RNA-seq analysis of splicing events in WT and sf3b4 mutant embryos. (A) Diagram of splicing events considered in this analysis. (B) Pie charts showing the type and number of splicing events occurring for each genotype comparison (Het versus WT, Null versus WT and Null versus Het) at stage 25 and stage 35. Xenopus illustrations © Natalya Zahn (Xenbase; www.xenbase.org RRID:SCR_003280) (Zahn et al., 2022). (C,D) Venn diagrams for genes with skipped exon at NF stage 25 (C) and stage 35 (D). WT and Het samples show substantial overlap at both stages. (E,F) GO term analysis for genes with skipped exon at NF stage 25 (E) and stage 35 (F).
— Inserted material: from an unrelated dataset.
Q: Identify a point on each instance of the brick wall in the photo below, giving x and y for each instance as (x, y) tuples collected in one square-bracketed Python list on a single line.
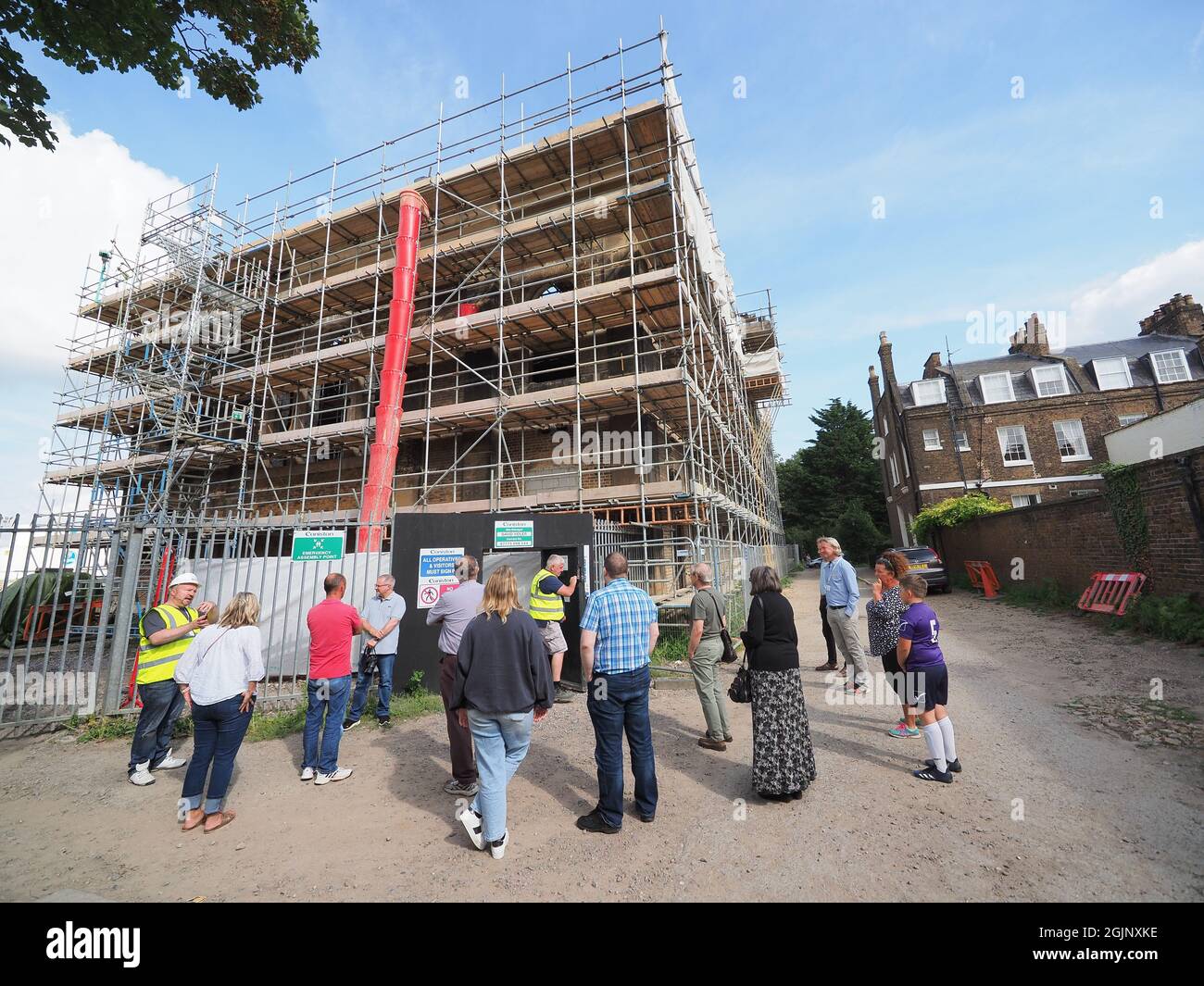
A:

The numbers at end of the bars indicate the number of genes in each GO category. (G) qRT-PCR validation of a subset of representative genes with abnormal skipped exon in Null versus WT stage 25 embryos, from the ‘RNA splicing’ (eftud2), ‘regulation of apoptotic process’ (brd8), ‘cell division’ (ccna2) and ‘regulation of embryonic development’ (ino80) GO term categories. *P<0.05, ***P<0.001, ****P<0.0001 (Welch's two-tailed unpaired t-test). n=3. Error bars represent +s.d.